Levi évoque cela par petites touches, dressant au final un tableau d’une noirceur sans nom qui fait frissonner d’un immense effroi. Comment cela a-t-il pu être possible? Comment une société peut-elle mettre en place un système concentrationnaire voué à l’éradication d’hommes, de femmes et d’enfants, le tout au coeur d’une logistique à l’extrême précision et efficacité?
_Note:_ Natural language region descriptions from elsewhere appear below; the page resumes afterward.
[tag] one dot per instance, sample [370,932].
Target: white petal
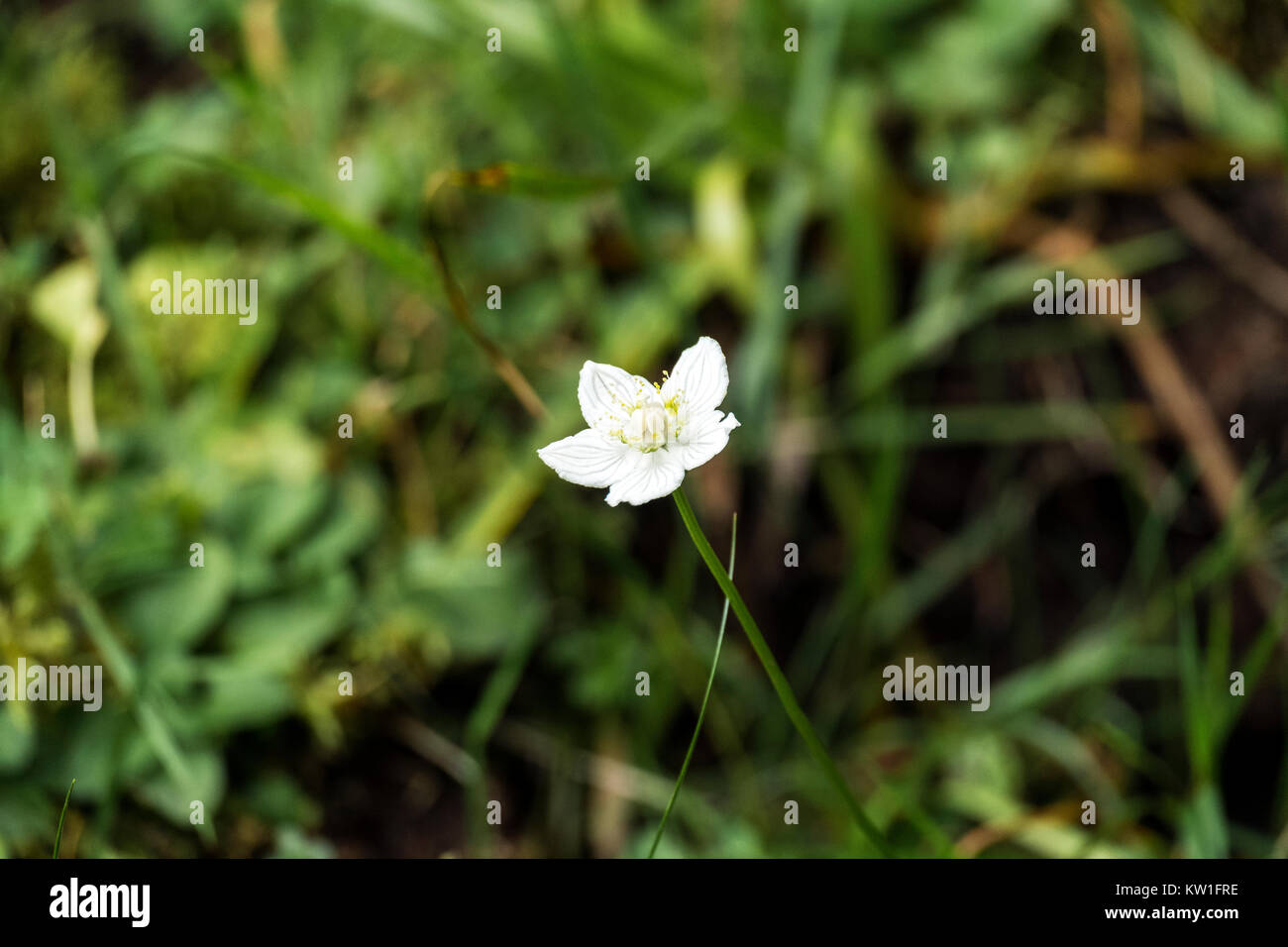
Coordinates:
[652,475]
[589,459]
[700,376]
[608,394]
[703,436]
Le récit de la souffrance, de l’ignominie est écrit à la manière d’un documentaire: c’est ce qu’a voulu Levi, montrer, par la distanciation de son écriture, la réalité d’un système de destruction. Levi regarde, a postérori, le Lager de façon presque clinique: des faits, des descriptions, des remarques objectives, moyens nécessaires pour poser l’extrême gravité de ce qui s’est déroulé dans ces camps d’extermination. Parfois, le lecteur a le sentiment que l’auteur est extérieur à ces photographies du quotidien, tant le recul est grand pour apporter plus de force encore au récit.
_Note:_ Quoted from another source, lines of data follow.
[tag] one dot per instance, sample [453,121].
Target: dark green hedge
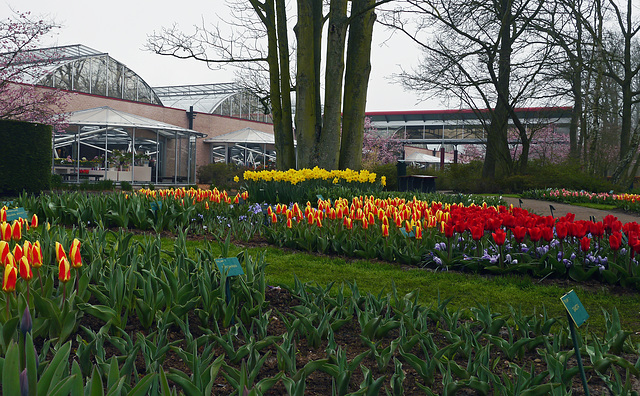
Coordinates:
[25,157]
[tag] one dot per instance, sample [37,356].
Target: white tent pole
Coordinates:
[133,155]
On sent que Levi s’accroche à la moindre parcelle d’humanité qu’il a en lui et qu’il voit dans ses compagnons de misère pour survivre jusqu’au lendemain, pour conserver le peu de dignité que les nazis ont laissé à leurs victimes. C’est cela qui le maintient à l’état d’homme, c’est cela qui lui évite de franchir la fragile frontière séparant l’homme de l’animal. A un moment du récit, Levi fait d’ailleurs allusion, avec une ironie terrible et délicieuse, à la formidable occasion offerte par ce système concentrationnaire, unique dans l’histoire de l’humanité (le Goulag se trouvant à un degré moindre d’horreur psychique), d’effectuer, grandeur nature, une étude psycho-ethno-économico-sociologique d’une micro société!
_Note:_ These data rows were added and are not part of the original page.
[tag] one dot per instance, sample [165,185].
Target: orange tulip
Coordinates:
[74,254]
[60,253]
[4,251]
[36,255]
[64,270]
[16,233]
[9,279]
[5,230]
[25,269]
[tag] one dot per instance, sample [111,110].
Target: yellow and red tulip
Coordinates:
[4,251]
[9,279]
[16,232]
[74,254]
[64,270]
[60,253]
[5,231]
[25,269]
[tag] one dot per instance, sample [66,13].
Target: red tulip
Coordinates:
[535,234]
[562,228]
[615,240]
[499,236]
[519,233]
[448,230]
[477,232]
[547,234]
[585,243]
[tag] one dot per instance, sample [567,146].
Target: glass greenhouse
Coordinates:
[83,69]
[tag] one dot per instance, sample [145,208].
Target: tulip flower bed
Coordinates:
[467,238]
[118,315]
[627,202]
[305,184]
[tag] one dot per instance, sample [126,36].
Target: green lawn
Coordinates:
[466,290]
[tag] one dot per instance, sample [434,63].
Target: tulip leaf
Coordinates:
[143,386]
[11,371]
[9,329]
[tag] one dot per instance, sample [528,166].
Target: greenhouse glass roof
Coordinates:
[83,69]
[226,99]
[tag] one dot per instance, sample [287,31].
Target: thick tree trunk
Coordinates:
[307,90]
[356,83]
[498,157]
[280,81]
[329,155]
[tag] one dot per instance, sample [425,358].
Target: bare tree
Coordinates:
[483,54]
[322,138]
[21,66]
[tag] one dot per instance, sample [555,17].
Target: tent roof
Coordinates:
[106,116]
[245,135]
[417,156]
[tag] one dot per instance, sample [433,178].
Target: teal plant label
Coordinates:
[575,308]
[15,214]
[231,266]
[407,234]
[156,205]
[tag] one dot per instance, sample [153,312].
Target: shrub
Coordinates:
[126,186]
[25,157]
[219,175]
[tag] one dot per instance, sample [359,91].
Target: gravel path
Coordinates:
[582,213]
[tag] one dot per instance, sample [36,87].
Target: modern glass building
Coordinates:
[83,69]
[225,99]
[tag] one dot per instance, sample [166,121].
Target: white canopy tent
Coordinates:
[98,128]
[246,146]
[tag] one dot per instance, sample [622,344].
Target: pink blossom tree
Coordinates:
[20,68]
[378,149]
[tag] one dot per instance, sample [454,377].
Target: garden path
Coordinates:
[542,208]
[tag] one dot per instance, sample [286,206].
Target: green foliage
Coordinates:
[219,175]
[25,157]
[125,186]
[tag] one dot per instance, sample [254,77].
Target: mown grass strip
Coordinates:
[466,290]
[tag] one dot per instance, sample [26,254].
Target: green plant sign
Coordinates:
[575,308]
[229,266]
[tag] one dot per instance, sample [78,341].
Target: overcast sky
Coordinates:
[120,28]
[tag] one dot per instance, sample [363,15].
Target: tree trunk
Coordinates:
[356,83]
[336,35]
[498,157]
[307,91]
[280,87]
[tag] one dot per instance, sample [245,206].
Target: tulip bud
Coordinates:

« Si c’est un homme » est une oeuvre dans laquelle l’autobiographie se mêle à la description dénuée d’émotion, de jugement ou de désir de vengeance, une lecture que l’on reçoit tel un coup de poing en pleine figure, une lecture glaçante sur un univers qui relève de l’inimaginable et qui fut la réalité d’un peuple. On en sort laminé par tant d’horreurs orchestrées, par tant de tortures tant physiques que psychologiques (à tel point que l’on peut se demander si les premières ne sont pas moins douloureuses que les secondes) perpétrées cliniquement, industriellement et scientifiquement par les nazis.
Je n’avais encore jamais lu « Si c’est un homme », mais j’avais déjà visité un camp de concentration, celui de Dachau, lorsque j’étais au collège, puis visionné, au lycée (j’étais en 2nde) le film « Nuit et brouillard »: le récit de Primo Levi m’a bouleversée au plus haut point, mettant une voix et un témoignage sur ce que j’avais pu voir à Dachau. Comme le soulignait Kalistina « on se sent tout petit » après la lecture d’une telle expérience! Petit et ignorant.
Un livre incontournable pour tenter de saisir l’essence d’une idéologie mortifère, celle du nazisme, un livre pour ne rien oublier des atrocités commises au nom de cette idéologie, un livre pour éloigner ce bacille d’une peste noire toujours prête à renaître de ses cendres, en endossant des habits plus respectables mais tout autant nocifs pour l’humanité.
NB: l’appendice au récit est à lire et méditer!